Early voting is well underway in Vermont, ahead of next week's primary on Super Tuesday—which is also Vermont's Town Meeting Day.
Sen. Bernie Sanders is widely expected to cruise to victory in his home state's Democratic primary, but that doesn't mean other candidates are going away without a fight.
With phone banking and a get-out-the-vote effort, Mike Bloomberg's campaign said Monday it is trying to win over some of the constituents of Sanders.
"By being in Vermont, we're showing that Mike is competing everywhere," said Christopher Di Mezzo, the state director for the Mike Bloomberg campaign in Vermont.
Sanders, considered the frontrunner of the pack of Democrats seeking the nomination to take on President Donald Trump in November, is feeling good about his momentum following a weekend victory in Nevada.
"It's going to sweep this country," Sanders predicted this weekend, referring to the coalition of supporters he is building.
In Tuesday night's debate, he is expected to continue calling his candidacy the one that's all about the little guy.
"We are giving a voice to people who are saying we are sick and tired of billionaires like Mister Bloomberg," Sanders said in last week's debate.
Meanwhile, the former New York City mayor has been arguing Sanders' policies are out of step with most of the country. In a campaign stop in Burlington in late January, he said he believes most Americans prefer "evolution" over the "revolution" Sanders has been calling for.

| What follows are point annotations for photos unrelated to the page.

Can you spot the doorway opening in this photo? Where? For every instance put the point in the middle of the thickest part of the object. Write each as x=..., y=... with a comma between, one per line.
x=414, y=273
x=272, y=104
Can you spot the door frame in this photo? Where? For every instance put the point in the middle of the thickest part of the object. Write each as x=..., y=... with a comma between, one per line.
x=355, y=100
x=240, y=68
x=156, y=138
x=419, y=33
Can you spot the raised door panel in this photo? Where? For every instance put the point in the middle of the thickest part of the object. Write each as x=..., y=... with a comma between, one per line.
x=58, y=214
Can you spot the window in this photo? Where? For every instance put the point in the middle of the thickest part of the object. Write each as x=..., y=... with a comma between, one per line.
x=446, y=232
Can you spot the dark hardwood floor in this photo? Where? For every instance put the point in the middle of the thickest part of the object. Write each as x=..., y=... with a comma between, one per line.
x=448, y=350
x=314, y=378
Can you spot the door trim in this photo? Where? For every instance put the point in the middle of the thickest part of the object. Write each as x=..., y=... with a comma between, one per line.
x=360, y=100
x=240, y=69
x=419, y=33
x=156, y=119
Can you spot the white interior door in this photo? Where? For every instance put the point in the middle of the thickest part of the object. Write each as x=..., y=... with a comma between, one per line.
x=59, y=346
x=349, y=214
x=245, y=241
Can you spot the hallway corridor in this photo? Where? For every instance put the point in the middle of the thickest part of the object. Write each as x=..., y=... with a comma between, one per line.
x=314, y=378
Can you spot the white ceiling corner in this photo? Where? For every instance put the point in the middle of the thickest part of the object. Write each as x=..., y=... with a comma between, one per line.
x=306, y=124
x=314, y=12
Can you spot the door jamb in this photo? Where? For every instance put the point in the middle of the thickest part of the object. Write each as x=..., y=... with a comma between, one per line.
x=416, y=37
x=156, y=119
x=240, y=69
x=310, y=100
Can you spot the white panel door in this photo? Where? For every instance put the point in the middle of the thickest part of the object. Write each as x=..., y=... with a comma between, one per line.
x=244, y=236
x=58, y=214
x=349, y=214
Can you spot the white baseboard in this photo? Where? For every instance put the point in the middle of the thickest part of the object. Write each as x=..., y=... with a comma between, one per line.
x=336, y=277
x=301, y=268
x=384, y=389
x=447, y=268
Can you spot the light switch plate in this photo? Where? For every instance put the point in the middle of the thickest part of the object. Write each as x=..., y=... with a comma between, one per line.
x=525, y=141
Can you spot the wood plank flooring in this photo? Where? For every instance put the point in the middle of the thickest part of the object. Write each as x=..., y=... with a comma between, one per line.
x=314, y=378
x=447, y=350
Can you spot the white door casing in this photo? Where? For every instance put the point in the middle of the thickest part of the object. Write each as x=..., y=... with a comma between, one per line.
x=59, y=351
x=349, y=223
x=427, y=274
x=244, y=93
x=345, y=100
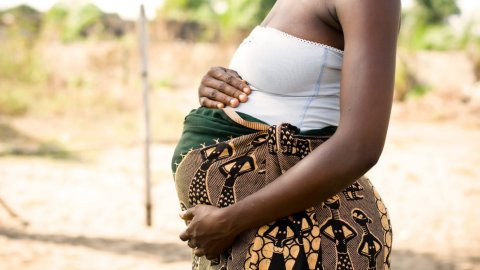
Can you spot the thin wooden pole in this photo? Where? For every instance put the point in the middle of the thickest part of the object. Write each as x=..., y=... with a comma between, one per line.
x=146, y=112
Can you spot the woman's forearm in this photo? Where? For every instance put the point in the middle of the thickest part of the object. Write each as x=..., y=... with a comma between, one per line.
x=323, y=173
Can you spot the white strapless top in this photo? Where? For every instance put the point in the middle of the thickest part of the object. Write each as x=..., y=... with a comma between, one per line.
x=293, y=80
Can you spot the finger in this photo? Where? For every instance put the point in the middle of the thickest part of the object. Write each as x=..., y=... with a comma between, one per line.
x=230, y=77
x=191, y=244
x=188, y=214
x=212, y=92
x=199, y=252
x=237, y=81
x=208, y=103
x=184, y=236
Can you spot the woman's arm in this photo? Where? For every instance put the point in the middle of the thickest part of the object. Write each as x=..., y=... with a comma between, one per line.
x=370, y=29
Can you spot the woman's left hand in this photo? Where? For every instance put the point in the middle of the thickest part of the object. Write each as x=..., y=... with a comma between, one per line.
x=210, y=231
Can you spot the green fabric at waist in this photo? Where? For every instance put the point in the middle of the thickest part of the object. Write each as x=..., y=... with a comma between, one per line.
x=203, y=127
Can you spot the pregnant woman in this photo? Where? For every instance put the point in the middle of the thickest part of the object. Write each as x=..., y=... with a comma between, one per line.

Despite that, even one Bloomberg supporter in Burlington admitted the businessman's performance seemed weak in the last debate.
"I think he's the only possible one who can beat Trump," the man said to Di Mezzo, who was hosting the get-out-the-vote effort at the campaign's Burlington headquarters. "But I'm really concerned and worried after last week's debate."
"He was getting warmed up," the campaign's state director responded. "And I think on Tuesday, we're looking forward to a strong debate."
A recent poll from Vermont PBS and Vermont Public Radio showed Bloomberg trailing not just Sanders here, but also Pete Buttigieg and Elizabeth Warren.
Those campaigns and others, buoyed by volunteers, are also working to energize voters ahead of next week's primary in Vermont.
Candidates in Vermont are chasing a key number of 15%. That's how much one of them needs on primary day to get a presidential nominating delegate from the state.
Sanders was able to shut out Hillary Clinton from reaching that threshold in Vermont in 2016's primary.
Political analysts believe if any rivals can crack it this time around in Bernie's backyard, it could make for something of a small victory, even if Sanders handily wins Vermont's primary—as expected.